2. The Paper’s Innovations:

   • Consistency Bars: Compared to traditional error bars that focus solely on observed data variations, consistency bars account for uncertainties under the assumption that the forecast is reliable. They use a resampling technique that considers both the variation in the bin means (forecast probabilities) and the sample sizes. This method highlights whether observed deviations are consistent with a reliable forecast system.

   • Probability Paper Representation: The observed frequencies are re-plotted as probabilities of falling within expected reliability bounds.

In these reliability diagrams with consistency bars for Dataset I (left) and Dataset II (right), the observed frequencies for Dataset I appear farther from the diagonal than those for Dataset II. However, because they fall within the consistency bounds, Dataset I is considered better calibrated.

Results: The authors tested their methods on synthetic datasets and real-world weather forecasts at Heathrow Airport.

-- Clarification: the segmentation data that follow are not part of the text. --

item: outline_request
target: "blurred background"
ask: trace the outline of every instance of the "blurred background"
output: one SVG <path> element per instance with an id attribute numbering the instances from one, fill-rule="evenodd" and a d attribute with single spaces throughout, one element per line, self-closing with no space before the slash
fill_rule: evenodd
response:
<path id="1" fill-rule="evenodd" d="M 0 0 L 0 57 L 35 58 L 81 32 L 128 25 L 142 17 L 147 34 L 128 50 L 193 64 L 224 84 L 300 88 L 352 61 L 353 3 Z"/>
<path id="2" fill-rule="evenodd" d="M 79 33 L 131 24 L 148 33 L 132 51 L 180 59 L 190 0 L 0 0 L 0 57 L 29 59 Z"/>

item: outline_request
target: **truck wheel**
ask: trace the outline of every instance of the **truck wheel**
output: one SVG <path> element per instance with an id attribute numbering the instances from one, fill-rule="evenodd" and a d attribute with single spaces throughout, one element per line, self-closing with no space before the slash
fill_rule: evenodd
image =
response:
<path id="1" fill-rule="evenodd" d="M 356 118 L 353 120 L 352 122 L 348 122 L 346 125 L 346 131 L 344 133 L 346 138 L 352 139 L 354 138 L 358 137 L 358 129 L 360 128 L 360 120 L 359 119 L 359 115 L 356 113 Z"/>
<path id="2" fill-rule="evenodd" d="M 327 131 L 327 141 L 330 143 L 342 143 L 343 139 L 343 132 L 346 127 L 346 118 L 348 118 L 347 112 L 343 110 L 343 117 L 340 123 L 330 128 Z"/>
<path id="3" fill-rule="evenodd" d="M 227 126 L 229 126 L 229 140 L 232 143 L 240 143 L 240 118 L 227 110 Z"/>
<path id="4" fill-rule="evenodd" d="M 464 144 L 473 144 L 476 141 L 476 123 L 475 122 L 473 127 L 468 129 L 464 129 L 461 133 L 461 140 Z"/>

They demonstrated that seemingly "better" forecasts under traditional diagrams could actually be less reliable when examined with their new methods, revealing flaws missed by conventional techniques.

Reliability diagrams on probability paper for both Dataset I (+) and Dataset II (x). A reliable forecast is expected to fall at least 90% of the time within the dashed lines. Using this approach, it becomes clearer that Dataset I is better calibrated than Dataset II.

Our takeaways : Calibration is critical for accurately setting odds that reflect reality, especially in esports, where match dynamics are complex and outcomes often depend on small probabilities. We've previously explored this topic in our articles on mitigating bias in calibration error estimation and estimating the expected calibration error. By adopting these refined reliability diagrams, we can better evaluate the accuracy of our probabilistic models and ensure our odds are not only competitive but also statistically sound.